The next morning, while Mrs. Banerjee and little Sneha went to pay a visit to the white orchid garden, Mr. Banerjee and I, decided that we should go for a short walk through the tea garden and through the lush green Cryptomaria Japonica forest to the nearby village, for a cup of Chai (tea) in earthen pots. After that, we met up with Mrs. Banerjee and Sneha and decided to go on a ride on the hot-air balloon. Once in the air, little Sneha was mesmerized by the beauty she beheld, of the land below, from the air balloon.
Our day ended with a visit to a local 19th century Church and then with dinner at White Orchid Restaurant where we ate delicious continental dishes. We had to go to bed early; since next morning, we’d be going to Kalimpong.
We woke up early next morning,( Ramu Kaka had already packed us a delicious breakfast) we boarded Tej Bahadoor’s jeep and set out for Kalimpong.
The sleepy little town is blissfully located on an altitude of 3998 ft above the sea-level and is some 50 kms away from Darjeeling and used to be a part of the Old Silk Route. The hamlet once belonged to the Bhutanese minister, as its name suggests in Tibetan Tongue. The hamlet is home to some of the oldest Buddhist monasteries in India.
Coming back to my trip, we reached Kalimpong at 2 in the afternoon, and since Mr. Banerjee had already pre-booked a room for me in the Cochrane Palace. After having freshened up we paid a visit to the local monastery, during which time a huge lot of questions were shot upon Mr. Banerjee and I , by our little Sneha. It was actually fun answering her questions. Then the calm of the night drew nigh, and after dinner, we went to bed.
Next, morning three of us went for the Mass at the local Catholic Church, then for a game of golf at the Army Golf Club.
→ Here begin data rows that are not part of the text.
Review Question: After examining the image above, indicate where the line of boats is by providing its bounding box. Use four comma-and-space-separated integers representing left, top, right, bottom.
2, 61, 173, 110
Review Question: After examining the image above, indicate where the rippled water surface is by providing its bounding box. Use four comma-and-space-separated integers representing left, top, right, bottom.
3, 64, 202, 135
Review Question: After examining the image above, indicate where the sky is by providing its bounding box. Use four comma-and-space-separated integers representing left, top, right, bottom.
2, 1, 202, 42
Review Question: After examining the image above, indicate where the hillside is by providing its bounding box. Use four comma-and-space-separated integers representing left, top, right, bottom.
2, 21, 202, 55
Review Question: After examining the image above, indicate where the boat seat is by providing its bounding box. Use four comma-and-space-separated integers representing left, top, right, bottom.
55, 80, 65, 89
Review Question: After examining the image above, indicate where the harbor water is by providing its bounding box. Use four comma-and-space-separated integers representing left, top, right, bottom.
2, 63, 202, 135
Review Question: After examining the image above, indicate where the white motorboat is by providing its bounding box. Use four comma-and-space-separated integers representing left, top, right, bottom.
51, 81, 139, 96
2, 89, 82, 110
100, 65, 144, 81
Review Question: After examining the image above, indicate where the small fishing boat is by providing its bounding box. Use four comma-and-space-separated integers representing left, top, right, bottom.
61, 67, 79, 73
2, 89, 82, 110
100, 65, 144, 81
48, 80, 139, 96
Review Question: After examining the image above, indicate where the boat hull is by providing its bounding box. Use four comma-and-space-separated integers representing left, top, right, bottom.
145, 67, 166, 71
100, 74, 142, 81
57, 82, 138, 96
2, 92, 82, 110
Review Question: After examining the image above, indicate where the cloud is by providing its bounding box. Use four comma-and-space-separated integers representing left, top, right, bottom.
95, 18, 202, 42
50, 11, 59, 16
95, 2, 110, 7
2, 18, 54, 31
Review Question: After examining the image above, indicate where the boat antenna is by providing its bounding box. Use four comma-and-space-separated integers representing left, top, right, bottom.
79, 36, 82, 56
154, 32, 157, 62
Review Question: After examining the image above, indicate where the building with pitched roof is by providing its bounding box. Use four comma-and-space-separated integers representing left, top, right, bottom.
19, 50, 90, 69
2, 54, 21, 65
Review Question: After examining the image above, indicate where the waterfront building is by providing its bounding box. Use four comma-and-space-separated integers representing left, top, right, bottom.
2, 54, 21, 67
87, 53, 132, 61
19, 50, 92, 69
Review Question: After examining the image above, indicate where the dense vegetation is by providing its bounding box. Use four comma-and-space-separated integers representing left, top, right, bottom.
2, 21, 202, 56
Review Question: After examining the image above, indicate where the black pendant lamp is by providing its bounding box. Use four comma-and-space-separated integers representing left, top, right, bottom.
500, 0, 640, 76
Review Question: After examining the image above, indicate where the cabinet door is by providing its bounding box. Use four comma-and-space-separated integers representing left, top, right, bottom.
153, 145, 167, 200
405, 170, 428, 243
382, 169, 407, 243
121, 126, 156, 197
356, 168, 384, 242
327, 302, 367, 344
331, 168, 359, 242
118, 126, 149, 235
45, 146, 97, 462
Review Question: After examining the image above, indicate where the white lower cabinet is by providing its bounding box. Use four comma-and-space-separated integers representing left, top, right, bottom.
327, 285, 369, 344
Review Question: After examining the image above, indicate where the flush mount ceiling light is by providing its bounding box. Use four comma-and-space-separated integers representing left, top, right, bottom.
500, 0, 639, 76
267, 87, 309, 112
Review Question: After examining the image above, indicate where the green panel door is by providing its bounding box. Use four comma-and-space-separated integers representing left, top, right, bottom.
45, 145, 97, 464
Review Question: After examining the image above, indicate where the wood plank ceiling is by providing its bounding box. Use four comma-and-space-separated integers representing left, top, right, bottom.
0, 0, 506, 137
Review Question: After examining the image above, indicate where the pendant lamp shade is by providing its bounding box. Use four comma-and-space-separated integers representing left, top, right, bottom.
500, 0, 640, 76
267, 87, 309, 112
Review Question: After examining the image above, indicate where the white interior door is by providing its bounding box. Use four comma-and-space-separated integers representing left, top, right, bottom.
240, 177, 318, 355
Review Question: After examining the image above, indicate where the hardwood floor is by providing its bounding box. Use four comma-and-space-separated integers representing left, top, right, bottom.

Then after breakfast, we went to the oldest monastery located in Cockety. After some local site-seeing we came back to our hotel. As the day ended, so did our trip.
Next morning, we bid farewell to this beautiful hamlet, and Tej Bahadoor drove us down through the lush green valleys, back to Bagdogra Airport. As the Banerjees and I, parted our ways; with tearful eyes, a lot remains in our memories.